Abgesehen davon, dass ein solcher Vergleich ahistorisch und dazu angetan ist, Partner wie die USA unter einen ungeheuren, kaum mehr kompensierbaren moralischen Druck zu setzen, blendet Netanjahu auch die realen Machtverhältnisse in Teheran aus. Es existiert dort im Augenblick keine homogene Führung. Staatschef Ahmadinedjad hat die Parlamentswahlen klar gegen den Anhang von Revolutionsführer Chamenei verloren und wird den Rest seiner Amtszeit bis Mitte 2013 geschwächt bestreiten oder vorher gar abdanken. Das macht die iranische Führung nicht unbedingt berechenbarer, trägt jedoch ebenso wenig dazu bei, ihr Handlungsvermögen zu vervollkommnen.
Wieder bei George W. Bush
Netanjahus Rhetorik des Verteufelns kann deshalb nur einen Adressaten haben: die derzeitige US-Administration, speziell den Präsidenten, der in Zugzwang und damit eine prekäre Lage gerät. Obama kann Netanjahu in der Iran-Frage den Beistand nicht verweigern, wenn der im Namen des jüdischen Volkes die Existenzfrage stellt. Wer sich davon distanziert, dürfte in den Augen der amerikanischen Pro-Israel-Lobby jeden Anspruch auf Wiederwahl verwirkt haben. Andererseits kann jedes Einschwenken des Weißen Hauses auf Netanjahus Kalkül des Zuschlagen dazu führen, irgendwann den kritischen Punkt zu erreichen, von dem aus kein Zurück mehr möglich und die militärische nicht mehr eine Option, sondern die allein verbleibende ist – nicht mehr die erste, wie es Netanjahu sagt, sondern die einzige.
Nur wäre ein Krieg mit dem Iran für Obamas Bewerbung um eine zweite Amtszeit vermutlich noch verheerender, als in den Geruch mangelnder Israel-Treue zu kommen. Schon jetzt treibt allein die Erwartung, dass eine bewaffnete Konfrontation irgendwann unausweichlich ist, die Ölpreise dermaßen in die Höhe, dass jedem einleuchten müsste: der Ernstfall würde die Weltwirtschaft in ein Chaos stürzen. Was das für die US-Ökonomie mit ihrer extremen Energieabhängigkeit bedeutet, liegt auf der Hand. Obama kann die Formel konjunkturelle Erholung gleich Wahlkampfhilfe abschreiben. Auch von seiner Nahost-Politik bliebe kaum mehr als ein Scherbenhaufen. Aus dem Gazastreifen und dem Südlibanon könnten Hamas wie die pro-iranische Hisbollah Hunderte Raketen auf Israel abschießen, von möglichen Terror-Akten ganz zu schweigen. Arabische Regierungen, die ihr Mandat dem Arabischen Frühling verdanken und ansonsten aller Sympathien für das persische Regime unverdächtig sind, werden eine Intervention gegen Teheran mit dem Angriff auf den Irak vergleichen. Barack Obama stünde wieder bei George Walker Bush. Haben sich dafür die vier Jahre im Weißen Haus gelohnt?
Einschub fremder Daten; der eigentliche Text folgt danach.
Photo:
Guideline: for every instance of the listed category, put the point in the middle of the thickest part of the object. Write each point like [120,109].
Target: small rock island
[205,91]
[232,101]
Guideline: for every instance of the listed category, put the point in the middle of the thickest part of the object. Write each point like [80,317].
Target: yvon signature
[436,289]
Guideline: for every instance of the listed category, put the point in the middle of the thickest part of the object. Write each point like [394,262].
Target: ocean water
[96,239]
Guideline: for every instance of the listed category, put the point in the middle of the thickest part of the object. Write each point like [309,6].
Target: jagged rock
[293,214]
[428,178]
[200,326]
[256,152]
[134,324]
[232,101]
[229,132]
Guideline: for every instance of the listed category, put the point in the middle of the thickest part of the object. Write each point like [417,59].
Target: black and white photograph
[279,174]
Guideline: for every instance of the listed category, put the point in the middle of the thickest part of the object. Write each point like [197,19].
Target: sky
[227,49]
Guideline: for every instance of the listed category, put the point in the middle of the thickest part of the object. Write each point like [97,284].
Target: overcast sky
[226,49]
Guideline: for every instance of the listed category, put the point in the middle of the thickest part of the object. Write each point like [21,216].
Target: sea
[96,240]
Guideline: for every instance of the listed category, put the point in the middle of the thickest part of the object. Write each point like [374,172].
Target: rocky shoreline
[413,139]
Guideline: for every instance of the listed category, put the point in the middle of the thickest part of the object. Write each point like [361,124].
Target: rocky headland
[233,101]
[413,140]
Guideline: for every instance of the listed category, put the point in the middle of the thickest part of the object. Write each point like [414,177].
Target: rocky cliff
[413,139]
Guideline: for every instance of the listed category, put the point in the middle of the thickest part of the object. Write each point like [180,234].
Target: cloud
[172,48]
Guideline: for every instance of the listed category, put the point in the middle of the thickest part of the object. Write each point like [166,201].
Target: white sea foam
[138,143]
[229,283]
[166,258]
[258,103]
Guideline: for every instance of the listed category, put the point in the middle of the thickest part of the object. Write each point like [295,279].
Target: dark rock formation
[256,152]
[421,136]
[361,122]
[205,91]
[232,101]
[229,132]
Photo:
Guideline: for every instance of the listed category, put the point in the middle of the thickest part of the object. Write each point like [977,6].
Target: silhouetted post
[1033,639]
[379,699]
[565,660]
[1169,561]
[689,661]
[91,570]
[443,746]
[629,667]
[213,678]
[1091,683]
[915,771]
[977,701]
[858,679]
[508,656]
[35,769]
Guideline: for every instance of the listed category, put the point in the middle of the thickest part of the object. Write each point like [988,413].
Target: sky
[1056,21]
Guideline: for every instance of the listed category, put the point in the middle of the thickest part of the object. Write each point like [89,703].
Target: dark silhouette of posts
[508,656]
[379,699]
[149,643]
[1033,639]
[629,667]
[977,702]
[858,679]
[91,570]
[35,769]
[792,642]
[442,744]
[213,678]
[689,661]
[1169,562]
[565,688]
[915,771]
Natürlich wird sich auch Benjamin Netanjahu über diese Konsequenzen und die daraus resultierende Vorsicht in der Iran-Politik Obamas im Klaren sein. Diese Vorsicht kann ihm recht sein. Sie hilft, die US-Regierung unter Zugzwang zu halten, indem Israel Angriffsdrohungen gegen Teheran aufrechterhält, aber vorerst nicht angreift. Nicht Israel, der zaudernde Partner USA ist daran schuld. Auch innenpolitisch kann das äußerst hilfreich sein.